Pump.fun Faces Legal Threat Over Alleged Investor Harm and Controversial Practices
New York-based Burwick Law has announced plans to pursue legal action against Solana-based meme coin platform Pump.fun, citing claims of investor harm and unethical activities promoted on the platform. The law firm is calling for affected users to step forward and support the case to seek restitution.
Pump.fun, responsible for creating over six million tokens since its January 2024 launch, has faced criticism for fostering speculative trading and risky behavior. The platform controversially suspended its livestreaming feature for allegedly encouraging acts such as staged suicides and animal abuse to promote tokens.
Despite its dominance, accounting for 70% of recent transactions on the Solana network, data from Dune analyst Adam Tehc reveals only 0.4% of its users have profited over $10,000.
Fun Bits: TikTok Ban Drama Turns Pink Dino Memecoin Into a Superstar
As the U.S. mulls kicking TikTok off the app store, crypto did what crypto does best: turn global drama into a memecoin frenzy. The unlikely star? A pink dinosaur named MOMO. Yes, really.
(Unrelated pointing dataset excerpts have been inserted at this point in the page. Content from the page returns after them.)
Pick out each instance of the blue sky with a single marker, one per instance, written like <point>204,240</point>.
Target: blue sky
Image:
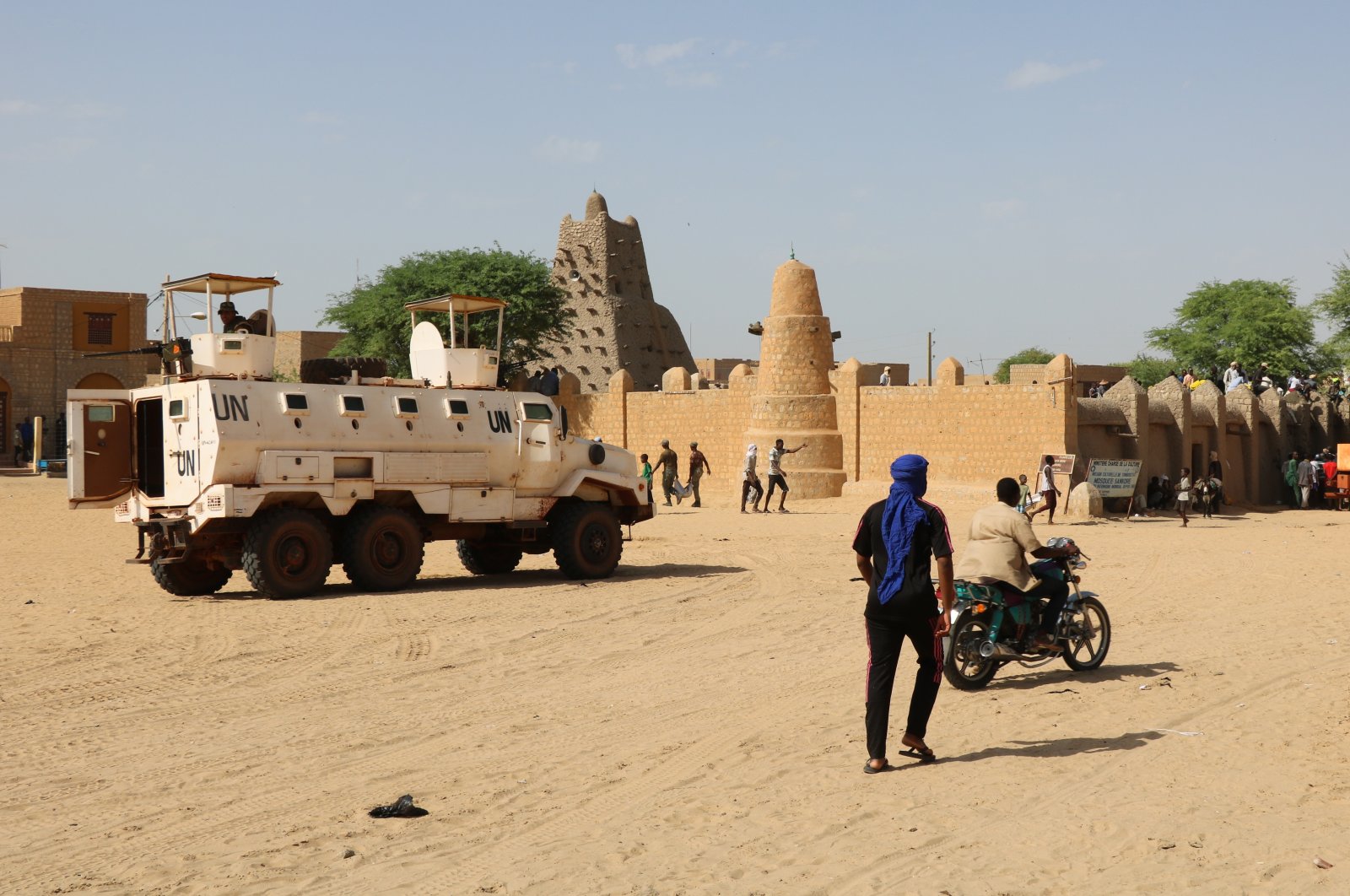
<point>1005,175</point>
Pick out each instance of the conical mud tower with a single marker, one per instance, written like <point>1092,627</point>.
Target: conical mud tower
<point>793,398</point>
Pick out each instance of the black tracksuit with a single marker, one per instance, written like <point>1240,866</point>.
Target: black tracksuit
<point>913,613</point>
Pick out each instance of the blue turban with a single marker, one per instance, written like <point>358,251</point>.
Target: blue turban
<point>899,518</point>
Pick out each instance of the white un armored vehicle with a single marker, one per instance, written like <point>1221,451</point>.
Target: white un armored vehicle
<point>223,468</point>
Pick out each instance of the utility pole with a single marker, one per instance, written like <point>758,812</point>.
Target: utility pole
<point>931,358</point>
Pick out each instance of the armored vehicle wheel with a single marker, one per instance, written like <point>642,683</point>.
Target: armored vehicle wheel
<point>382,548</point>
<point>1087,636</point>
<point>330,370</point>
<point>586,540</point>
<point>287,552</point>
<point>488,559</point>
<point>964,667</point>
<point>191,579</point>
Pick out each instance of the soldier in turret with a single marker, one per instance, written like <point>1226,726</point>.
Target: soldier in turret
<point>230,317</point>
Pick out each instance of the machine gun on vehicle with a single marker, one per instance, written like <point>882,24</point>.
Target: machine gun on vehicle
<point>176,355</point>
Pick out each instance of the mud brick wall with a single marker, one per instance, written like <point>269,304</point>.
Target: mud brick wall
<point>294,346</point>
<point>40,357</point>
<point>971,434</point>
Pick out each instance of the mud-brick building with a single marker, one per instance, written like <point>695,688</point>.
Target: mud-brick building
<point>45,335</point>
<point>618,326</point>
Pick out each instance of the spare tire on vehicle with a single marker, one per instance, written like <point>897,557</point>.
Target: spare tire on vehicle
<point>338,370</point>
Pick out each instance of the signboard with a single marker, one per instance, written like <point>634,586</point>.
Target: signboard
<point>1114,478</point>
<point>1063,471</point>
<point>1063,466</point>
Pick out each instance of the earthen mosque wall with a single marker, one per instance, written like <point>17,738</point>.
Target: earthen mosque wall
<point>972,434</point>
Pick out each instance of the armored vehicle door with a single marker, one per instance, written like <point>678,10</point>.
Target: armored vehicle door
<point>99,451</point>
<point>539,448</point>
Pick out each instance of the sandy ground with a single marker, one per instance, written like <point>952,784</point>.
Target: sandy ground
<point>693,725</point>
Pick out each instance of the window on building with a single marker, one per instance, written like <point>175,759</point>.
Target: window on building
<point>100,328</point>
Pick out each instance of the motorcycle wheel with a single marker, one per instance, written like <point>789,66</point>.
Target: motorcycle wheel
<point>1086,634</point>
<point>963,666</point>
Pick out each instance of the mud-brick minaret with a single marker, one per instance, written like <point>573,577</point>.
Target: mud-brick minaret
<point>793,398</point>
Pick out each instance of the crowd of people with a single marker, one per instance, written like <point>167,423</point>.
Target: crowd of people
<point>1310,385</point>
<point>1310,479</point>
<point>667,461</point>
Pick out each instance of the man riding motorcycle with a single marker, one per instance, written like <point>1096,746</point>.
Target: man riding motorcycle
<point>996,555</point>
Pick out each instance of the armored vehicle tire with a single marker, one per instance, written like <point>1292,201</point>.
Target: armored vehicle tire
<point>382,548</point>
<point>586,540</point>
<point>327,370</point>
<point>963,666</point>
<point>488,559</point>
<point>189,579</point>
<point>1087,636</point>
<point>287,552</point>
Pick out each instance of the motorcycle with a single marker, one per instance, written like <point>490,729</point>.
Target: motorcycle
<point>991,628</point>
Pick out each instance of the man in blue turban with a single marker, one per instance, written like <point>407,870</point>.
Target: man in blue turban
<point>895,542</point>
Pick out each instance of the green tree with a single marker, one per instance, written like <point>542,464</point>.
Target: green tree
<point>1033,355</point>
<point>1245,321</point>
<point>1333,306</point>
<point>378,326</point>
MOMO, a Solana-based token, was chilling in obscurity until TikTok “refugees” flocked to China’s Instagram-like app, RedNote, where users embraced the dino as a kind of digital mascot. The default username on RedNote is “momo.” Fast forward a couple of days, and memecoin MOMO’s value shot up 160x because… why not?
With a market cap under $5 million and trading volume barely $40 million, MOMO isn’t exactly taking on bitcoin. But hey, who needs fundamentals when you have a cute mascot and social media chaos? If TikTok gets banned, MOMO might just moon again — because nothing screams freedom like onchain dino memes.